As irmãs Romero gerenciam seu negócio na cozinha de casa em Piñas, no Equador. Para os indivíduos com síndrome de Laron, uma condição rara que impede que o corpo humano cresça além de 1,20 m de altura, o mundo é repleto de gigantes. Tudo parece ser enorme e inalcançável: a mesa da cozinha, os degraus dos ônibus, as roupas penduradas no varal, a entrada de consultórios médicos e os locais de trabalho. Muitas dessas pessoas tentam lidar com essa realidade desproporcional por meio de sonhos ou ilusões. Sara Espinoza, por exemplo, deseja ter 1,70 m. Paola Boada aspira a constituir uma família. María Gabriela García sonha em conseguir um emprego que a possibilite viajar para o casamento da irmã na Espanha. Já María del Cisne Romero quer abrir uma fábrica de chocolate. Todos esses sonhos são alimentados no Equador, um país que apresenta uma incidência incomum da síndrome de Laron, com aproximadamente um terço das 840 pessoas afetadas no mundo, especialmente nas províncias de El Oro e Loja, no sul do país.
“O que ocorre é que o corpo não processa o hormônio do crescimento, resultando na não atingimento da altura padrão”, esclarece o endocrinologista Jaime Guevara, que se especializa no tratamento desses pacientes e estuda a condição há mais de duas décadas. “Entretanto, isso não prejudica a saúde física deles, apesar da baixa estatura”, continua Guevara. “Além disso, essa condição os torna menos propensos a desenvolver câncer ou diabetes.” Portanto, a síndrome apresenta tanto limitações quanto benefícios. Muitos dos pacientes equatorianos que foram entrevistados pela reportagem da BBC News Mundo levam uma vida normal, mas, ao falarem de seus sonhos, frequentemente se deixam levar pelo cansaço e pela frustração. “Uma das coisas que mais me frustram por ter Laron é a relação com os homens”, desabafa Paola Boada, em lágrimas, vestida de rosa e preto, em seu apartamento adaptado ao seu tamanho. “Eles me partiram o coração, pois existe um padrão de beleza no qual eu aparentemente não me encaixo.” “Sou descartada em todas as entrevistas de trabalho por causa da minha altura”, relata María Gabriela García. “Não vejo muitas opções para mim.” “Quando caminhamos pela rua, as pessoas nos olham, mesmo que já tenham nos visto várias vezes”, conta María del Cisne Romero. “Esta é a doença da solidão”, destaca Guevara. “E este país não oferece muitas oportunidades para que eles tenham uma vida melhor.” As províncias onde reside a maior parte das pessoas com a síndrome de Laron estão distantes dos principais centros urbanos do país (Quito e Guayaquil), onde estão localizadas as instalações médicas adequadas para o tratamento. Há 20 anos, um medicamento (chamado Increlex) está disponível e, se administrado durante a fase de crescimento, pode ajudar a aumentar a altura. Contudo, nem todos os pacientes conseguem acesso ao remédio, mesmo com decisões judiciais da Corte Interamericana de Direitos Humanos e do Tribunal Constitucional do Equador. A BBC News Mundo tentou contatar o Ministério da Saúde equatoriano, mas não obteve resposta das autoridades até a publicação desta reportagem.

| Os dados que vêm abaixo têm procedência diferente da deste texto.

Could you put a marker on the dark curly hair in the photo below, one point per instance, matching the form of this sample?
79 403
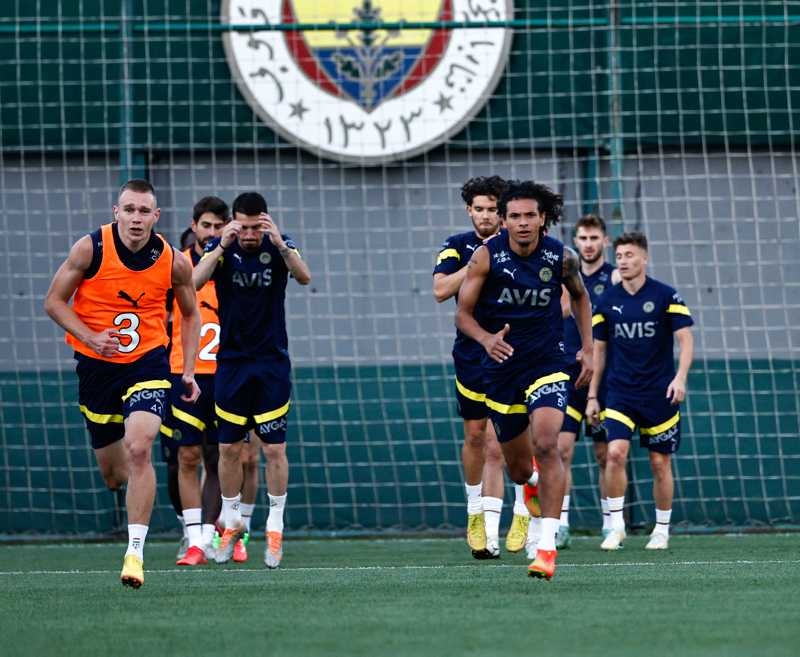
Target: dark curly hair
482 186
550 203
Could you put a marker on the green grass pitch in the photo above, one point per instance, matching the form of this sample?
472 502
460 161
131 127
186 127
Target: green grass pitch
705 595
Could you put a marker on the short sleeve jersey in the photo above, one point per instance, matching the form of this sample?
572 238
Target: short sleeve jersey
453 256
251 291
595 284
206 362
524 293
639 327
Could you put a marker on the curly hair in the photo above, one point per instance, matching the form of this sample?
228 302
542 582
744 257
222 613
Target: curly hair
482 186
550 203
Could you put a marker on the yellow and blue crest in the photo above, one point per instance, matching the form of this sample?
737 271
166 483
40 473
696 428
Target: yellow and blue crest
367 65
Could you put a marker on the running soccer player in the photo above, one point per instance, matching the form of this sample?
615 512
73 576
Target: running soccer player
515 280
481 453
120 275
638 319
194 425
252 384
590 240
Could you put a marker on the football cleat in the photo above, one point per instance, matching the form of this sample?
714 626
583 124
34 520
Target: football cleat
657 542
563 539
183 548
274 552
544 565
195 556
615 539
517 533
240 549
476 535
132 572
227 544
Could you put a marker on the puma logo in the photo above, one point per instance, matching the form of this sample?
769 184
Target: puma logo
205 304
124 295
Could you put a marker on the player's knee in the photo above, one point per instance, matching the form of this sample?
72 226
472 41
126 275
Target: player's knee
189 458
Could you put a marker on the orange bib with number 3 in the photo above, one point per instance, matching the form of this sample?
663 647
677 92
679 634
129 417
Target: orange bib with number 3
131 303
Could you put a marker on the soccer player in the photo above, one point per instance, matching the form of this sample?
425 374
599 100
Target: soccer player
120 275
481 453
515 280
638 319
590 240
194 425
250 264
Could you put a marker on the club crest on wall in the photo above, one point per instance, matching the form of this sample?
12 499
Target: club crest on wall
358 92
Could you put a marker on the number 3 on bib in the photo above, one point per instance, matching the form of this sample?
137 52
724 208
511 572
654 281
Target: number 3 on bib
128 331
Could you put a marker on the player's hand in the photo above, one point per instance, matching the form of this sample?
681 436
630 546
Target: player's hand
106 343
230 233
495 346
593 412
269 227
586 358
676 392
191 385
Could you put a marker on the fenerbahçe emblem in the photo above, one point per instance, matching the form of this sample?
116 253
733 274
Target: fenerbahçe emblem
366 95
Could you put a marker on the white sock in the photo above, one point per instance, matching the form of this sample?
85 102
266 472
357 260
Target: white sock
519 501
564 520
231 516
192 518
549 531
183 527
136 536
247 515
474 503
535 529
662 522
492 507
275 518
208 534
606 513
615 507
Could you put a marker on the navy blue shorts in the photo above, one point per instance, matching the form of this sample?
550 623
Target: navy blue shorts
253 394
108 395
659 422
192 423
513 398
575 413
470 397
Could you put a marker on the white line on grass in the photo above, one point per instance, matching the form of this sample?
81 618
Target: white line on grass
357 568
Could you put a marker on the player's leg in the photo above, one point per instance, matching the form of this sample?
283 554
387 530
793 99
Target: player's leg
566 449
660 432
250 458
493 485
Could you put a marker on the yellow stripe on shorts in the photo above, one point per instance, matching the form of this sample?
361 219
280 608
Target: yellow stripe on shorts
611 414
231 417
474 396
652 431
147 385
266 417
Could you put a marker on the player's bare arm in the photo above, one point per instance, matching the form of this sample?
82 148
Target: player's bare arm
294 263
208 263
477 271
186 298
599 360
582 310
446 286
676 391
66 281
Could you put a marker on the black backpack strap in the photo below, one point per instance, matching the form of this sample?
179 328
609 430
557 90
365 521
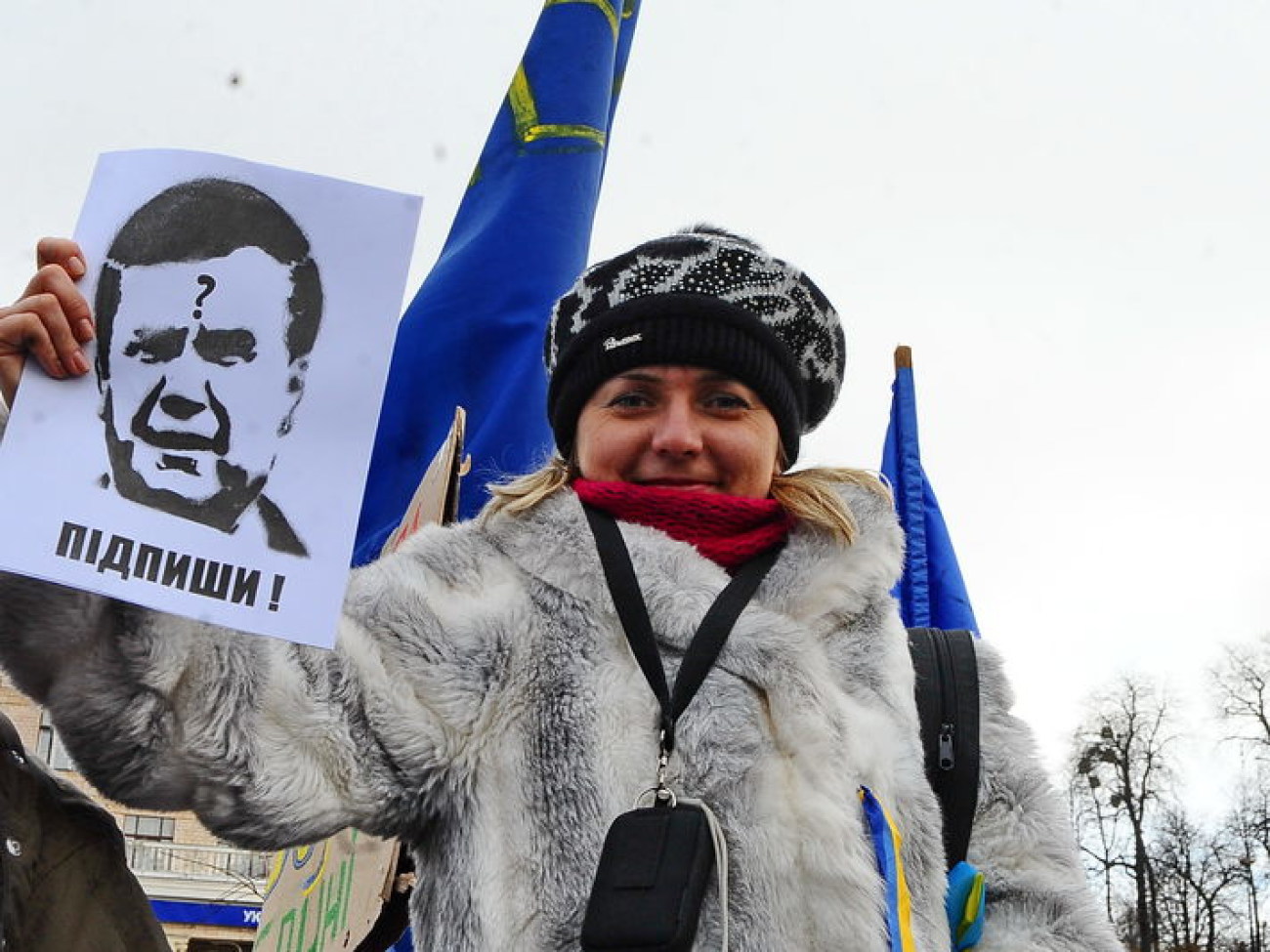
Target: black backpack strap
948 703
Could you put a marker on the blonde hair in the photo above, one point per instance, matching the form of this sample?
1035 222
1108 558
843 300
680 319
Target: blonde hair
808 495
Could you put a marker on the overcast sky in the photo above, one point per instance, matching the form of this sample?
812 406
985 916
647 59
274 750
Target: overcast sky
1062 206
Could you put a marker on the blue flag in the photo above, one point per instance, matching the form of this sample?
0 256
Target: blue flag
931 592
473 335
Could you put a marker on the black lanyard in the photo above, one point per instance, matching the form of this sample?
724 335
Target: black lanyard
705 645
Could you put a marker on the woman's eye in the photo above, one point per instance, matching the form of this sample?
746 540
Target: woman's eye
629 401
728 401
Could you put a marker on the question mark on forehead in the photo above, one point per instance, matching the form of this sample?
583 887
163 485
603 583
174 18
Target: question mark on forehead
208 284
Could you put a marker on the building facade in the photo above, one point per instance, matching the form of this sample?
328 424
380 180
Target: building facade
206 893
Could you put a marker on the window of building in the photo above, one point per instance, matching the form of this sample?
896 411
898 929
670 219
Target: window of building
160 829
50 747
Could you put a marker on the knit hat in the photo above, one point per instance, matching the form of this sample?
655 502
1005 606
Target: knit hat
701 297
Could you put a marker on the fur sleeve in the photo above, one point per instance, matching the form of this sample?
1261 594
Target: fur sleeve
1023 841
271 743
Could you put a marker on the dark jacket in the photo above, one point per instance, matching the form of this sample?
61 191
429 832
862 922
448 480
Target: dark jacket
64 877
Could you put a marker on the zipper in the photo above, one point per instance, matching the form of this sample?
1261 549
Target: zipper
948 702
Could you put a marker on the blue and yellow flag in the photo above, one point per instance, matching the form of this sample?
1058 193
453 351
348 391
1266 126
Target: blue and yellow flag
473 335
931 592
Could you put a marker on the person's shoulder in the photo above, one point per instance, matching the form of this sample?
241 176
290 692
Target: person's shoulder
871 507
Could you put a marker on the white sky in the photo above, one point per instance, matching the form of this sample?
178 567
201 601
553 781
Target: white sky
1063 206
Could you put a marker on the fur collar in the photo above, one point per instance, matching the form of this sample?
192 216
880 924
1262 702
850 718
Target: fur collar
814 578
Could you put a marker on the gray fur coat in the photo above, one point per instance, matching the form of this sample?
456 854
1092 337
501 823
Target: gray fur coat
484 707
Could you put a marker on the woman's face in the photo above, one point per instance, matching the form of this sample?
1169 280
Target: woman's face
678 427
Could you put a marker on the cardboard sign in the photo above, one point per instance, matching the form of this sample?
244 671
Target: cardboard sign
212 464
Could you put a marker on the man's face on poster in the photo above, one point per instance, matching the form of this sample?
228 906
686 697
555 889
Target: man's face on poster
201 385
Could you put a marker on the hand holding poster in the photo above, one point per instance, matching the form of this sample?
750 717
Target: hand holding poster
212 464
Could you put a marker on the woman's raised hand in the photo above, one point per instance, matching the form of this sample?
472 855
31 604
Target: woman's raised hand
51 318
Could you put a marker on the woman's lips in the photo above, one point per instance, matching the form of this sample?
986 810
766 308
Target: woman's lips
699 485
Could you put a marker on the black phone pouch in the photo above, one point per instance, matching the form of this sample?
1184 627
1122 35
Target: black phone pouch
653 875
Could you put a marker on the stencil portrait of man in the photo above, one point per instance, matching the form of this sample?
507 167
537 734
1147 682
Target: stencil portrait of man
207 310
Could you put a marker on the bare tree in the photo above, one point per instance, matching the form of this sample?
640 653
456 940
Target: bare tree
1197 871
1243 683
1121 770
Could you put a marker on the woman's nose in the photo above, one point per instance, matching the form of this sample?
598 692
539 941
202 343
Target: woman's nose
677 432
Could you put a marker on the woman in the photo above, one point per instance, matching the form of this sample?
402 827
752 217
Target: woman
484 705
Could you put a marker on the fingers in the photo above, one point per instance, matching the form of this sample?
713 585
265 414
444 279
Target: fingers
62 252
51 321
66 305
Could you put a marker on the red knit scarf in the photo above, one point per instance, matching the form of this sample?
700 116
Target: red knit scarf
727 529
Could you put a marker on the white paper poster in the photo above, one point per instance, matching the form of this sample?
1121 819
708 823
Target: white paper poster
212 464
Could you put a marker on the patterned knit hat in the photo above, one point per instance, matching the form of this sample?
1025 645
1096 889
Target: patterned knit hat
701 297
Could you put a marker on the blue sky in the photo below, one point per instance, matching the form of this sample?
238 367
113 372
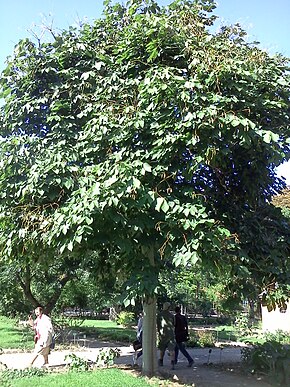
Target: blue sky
266 21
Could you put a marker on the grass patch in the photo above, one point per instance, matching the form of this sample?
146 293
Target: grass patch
99 378
13 336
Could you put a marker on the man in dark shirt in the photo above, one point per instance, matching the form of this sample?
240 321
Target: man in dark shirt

Na década de 1950, o pediatra israelense Zvi Laron começou a notar em alguns pacientes tratados por ele em Tel Aviv (Israel) uma condição que os impedia de atingir as alturas mínimas comuns. O médico acredita que esses genes se originaram na Indonésia há milhares de anos e se espalharam para o Ocidente através de rotas comerciais. “Foi encontrado o esqueleto de uma mulher de quase 18 mil anos”, conta Laron, hoje com 99 anos. “Quando examinei o esqueleto, percebi que ele se assemelhava bastante às alterações físicas observadas em nossos pacientes.” Na época, já existiam várias causas documentadas de nanismo, como a acondroplasia ou falhas na tireoide. No entanto, Laron notou que, nesses casos, havia algo mais incomum: um nível excessivo do hormônio do crescimento. “Laron chegou à conclusão de que essas pessoas produziam quantidades elevadas de hormônios do crescimento, mas não a insulina que processa esse hormônio, devido a uma mutação genética”, explica Guevara. Em seus estudos, Laron também conseguiu determinar que a origem da mutação se dava entre os judeus sefarditas que habitavam a Península Ibérica. Alguns deles chegaram ao Oriente Médio, enquanto outros portadores do gene migraram para o continente americano, especialmente para a região que se tornaria o sul do Equador. “Eles se estabeleceram em áreas isoladas e iniciaram um processo de relações endogâmicas, o que fez com que a população com síndrome de Laron tivesse uma incidência especial no Equador”, segundo Guevara. As investigações sobre a síndrome de Laron no Equador tiveram início na década de 1980.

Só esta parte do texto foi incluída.